The idea here is an old grain elevator repurposed into a general store. Sort of inspired by a real place. 
Anyway, I still need to add a roof stack (hole is drilled for it), paint the metal office roofing, board up the conveyor frame, tension cables on the rear roof, and finish up the wood deck with assorted sale items. 
In particular I wanted to represent modifications & updates having taken place over time. As such, there are four different ages to the roofing (old shingles, less old shingles, corrugated steel, and modern metal). Some windows & doors look newer. The office block foundation is noticeably newer. Old signs and newer signs. 

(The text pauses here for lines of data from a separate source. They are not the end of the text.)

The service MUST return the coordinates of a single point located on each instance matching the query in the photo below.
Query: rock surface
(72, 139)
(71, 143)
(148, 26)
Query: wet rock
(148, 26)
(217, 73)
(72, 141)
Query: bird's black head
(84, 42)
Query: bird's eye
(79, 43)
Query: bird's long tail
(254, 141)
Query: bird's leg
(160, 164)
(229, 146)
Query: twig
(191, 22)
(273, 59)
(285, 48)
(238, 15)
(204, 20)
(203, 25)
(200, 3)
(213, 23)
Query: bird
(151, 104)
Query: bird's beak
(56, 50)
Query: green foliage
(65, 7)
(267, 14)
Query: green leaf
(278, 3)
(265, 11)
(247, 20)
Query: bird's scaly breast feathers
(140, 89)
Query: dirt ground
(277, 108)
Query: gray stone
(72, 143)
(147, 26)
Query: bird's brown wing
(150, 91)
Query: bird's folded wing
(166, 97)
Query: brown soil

Here is a sort of temp mock up of the wooden deck and sale items just to give an idea of that.










Just for fun, here is a present day capture of the real building in Almont, MI. The former “Country Corner” general store was the blue building to the right of the parking lot. But that building is far less interesting, so I utilized the grain elevator to the left. They sold everything from kiwi and blueberries to snow blowers.


----------



## OilValleyRy (Oct 3, 2021)

A few more shots of the roofing. Campbell shingles on the “cupola” with molded plastic roofing shingles on the main building. The “foot board” 2x4s are 2x4 strip wood. 

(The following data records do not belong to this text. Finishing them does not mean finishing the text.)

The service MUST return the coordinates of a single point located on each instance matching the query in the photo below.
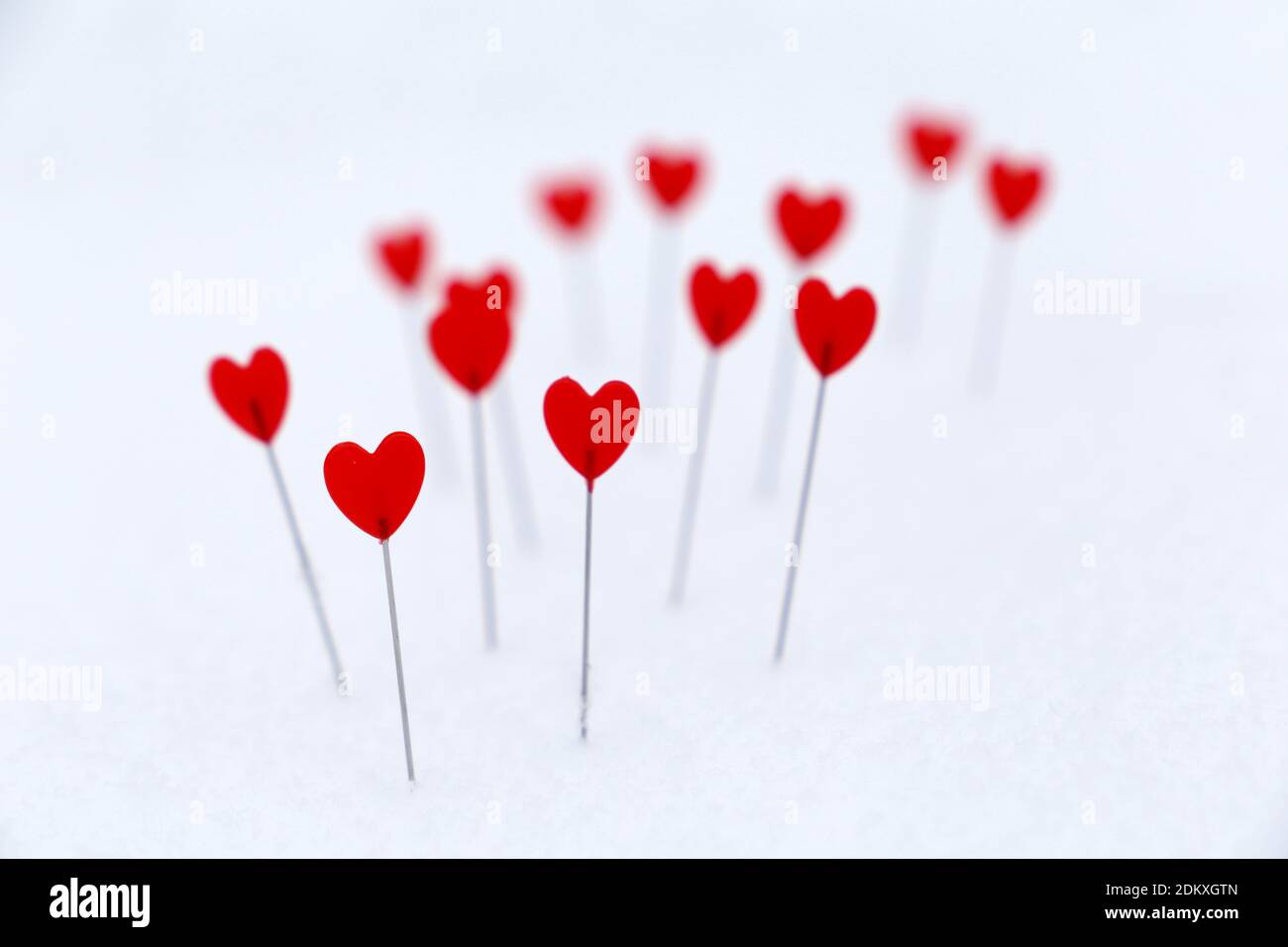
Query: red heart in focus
(570, 204)
(376, 491)
(832, 331)
(1014, 188)
(930, 141)
(494, 291)
(403, 256)
(671, 176)
(469, 339)
(807, 226)
(591, 431)
(253, 397)
(721, 307)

And Campbell corrugated metal roofing, bent, damaged, and rusty. Cut to 4x8 sheets and installed properly.


----------



## Jscullans (Jul 8, 2019)

Well done!!!


----------



## Gramps (Feb 28, 2016)

Looks great.


----------



## Homeless by Choice (Apr 15, 2016)

Mighty good!


----------



## Old_Hobo (Feb 20, 2014)

Neat idea!


----------



## SF Gal (11 mo ago)

Looks like you are bashing this from scratch, very impressive!
I like the detail you have added.
Hope we get to see it placed in place, on the layout.


----------



## OilValleyRy (Oct 3, 2021)

So a couple of notes before going any further.
I’m waiting on gluing for sale items on the loading dock, because I might find more & better stuff. I’m also second guessing where I will site this on my layout. I may decide to sell it actually. Considering all of that I’m waiting on doing a scenic base For it.

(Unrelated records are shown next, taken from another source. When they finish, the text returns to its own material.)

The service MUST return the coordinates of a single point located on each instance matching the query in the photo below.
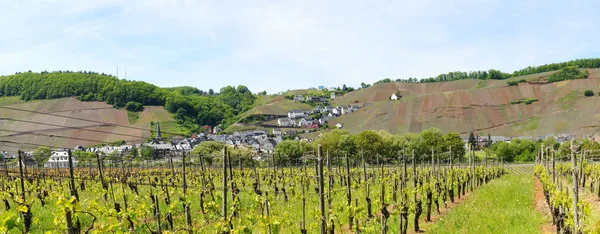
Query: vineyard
(220, 194)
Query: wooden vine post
(575, 189)
(349, 195)
(321, 189)
(224, 185)
(27, 216)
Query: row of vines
(321, 195)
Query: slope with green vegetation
(191, 107)
(502, 206)
(478, 105)
(68, 122)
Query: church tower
(158, 135)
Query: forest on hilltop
(498, 75)
(191, 107)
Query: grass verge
(502, 206)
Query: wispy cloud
(279, 45)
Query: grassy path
(502, 206)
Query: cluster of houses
(301, 118)
(315, 99)
(261, 141)
(482, 141)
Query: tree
(208, 148)
(369, 142)
(134, 106)
(330, 141)
(504, 151)
(147, 152)
(41, 155)
(290, 151)
(452, 140)
(134, 152)
(472, 141)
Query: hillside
(479, 105)
(37, 128)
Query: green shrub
(134, 106)
(568, 73)
(516, 82)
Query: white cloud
(279, 45)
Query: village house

*The loading dock* still needs stairs added. I have central valley ones ready for paint but it slipped my mind to hit them. At any rate they’ll match the loading dock. It’s a loose end. Despite that tiny loose end, I’m calling it done. 

The Starting point: $10 on sale. 









And substantially bashed. 









Strip wood load dock.









The door was modified too, adding the window to it.









One of the fun things about repurposed buildings are outdated signage and obsolete equipment/access being covered up.









The guide wires were meant to be just for show, but ended up literally functioning as intended, keeping the stack from falling onto the loading dock below. 









The new office addition. Distinguishable yet subtle by the new roof and new foundation.









Heavily weathered sign. Barely legible in fact. 









Abandoned spur side and roof access.


----------